Tokenizer / Token filter to add space between non-spaced Atlas search input

viraj_thakrar · May 26, 2024, 10:40am

I am configuring search index for one of the projects, have been creating custom analysers with different combination of Character filter, Tokenizer and Token filters.

I’ve a specific case which seems to be almost impossible to achieve keeping $search stage as first stage (we have not other option at the moment because Atlas doesn’t support any other stages before the search stage I believe), aggregation level with available set of Tokenizer and token filters on Atlas.

Case:

Stored data:

There are strings stored as “xxxx xxxx 1.5 mL xxxxxxx xxxxxxx”, “xxxx xxxx 1.0 cc xxxxxxx xxxxxxx”.

User input:

“1.5mL”, “1.0cc”, “1cc” (notice the input is without space vs, what’s stored in the data)

Things tried:

Wordgraphdelimeter

Wordgraphdelimeter to split word on case change, number, and concatenate on word, numbers and all

This gives results but results with 15ml coming before 1.5 ml

Regexsplit

Split on alphanumeric boundaries

Not giving results at all

Used custom analyser with Search analyser only, not in index analyser

When I take a look at the explain stage, there are no term or phrase query with [“1.5 ml”]

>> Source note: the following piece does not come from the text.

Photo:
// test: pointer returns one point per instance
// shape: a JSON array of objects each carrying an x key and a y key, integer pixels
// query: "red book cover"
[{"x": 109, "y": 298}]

The only way possible I am able to see right now is to generate combinations at a driver level and pass it to the query.

I want to manage this at an analyser level or at aggregation level, before thinking about generation combinations at a driver level.

Any thoughts / ideas / inputs would be helpful.

I think if we don’t find a way and have to go to driver to manage this case, I think the feedback request for allowing stages before $search stage would really help here.

Aasawari · May 27, 2024, 7:49pm

Hi @viraj_thakrar, its good to see you at the forum.

Could you help me clarify the above statement ? Does this mean, you would like to see the results in ascending order ?

If I understand correctly, the user input mentioned describes a quantity, would it be possible to query by making use of vector search ?

The $search is the first stage of the pipeline as under the covers, it instructs the system to execute a text search operation against an internally synchronised Lucene full-text index.
But if you wish to have a this feature, would recommend you going through the MongoDB Feedback Engine to raise the request.

Regards
Aasawari

viraj_thakrar · May 30, 2024, 7:13am

Hi @Aasawari ,

Thank you for taking a look at this scenario.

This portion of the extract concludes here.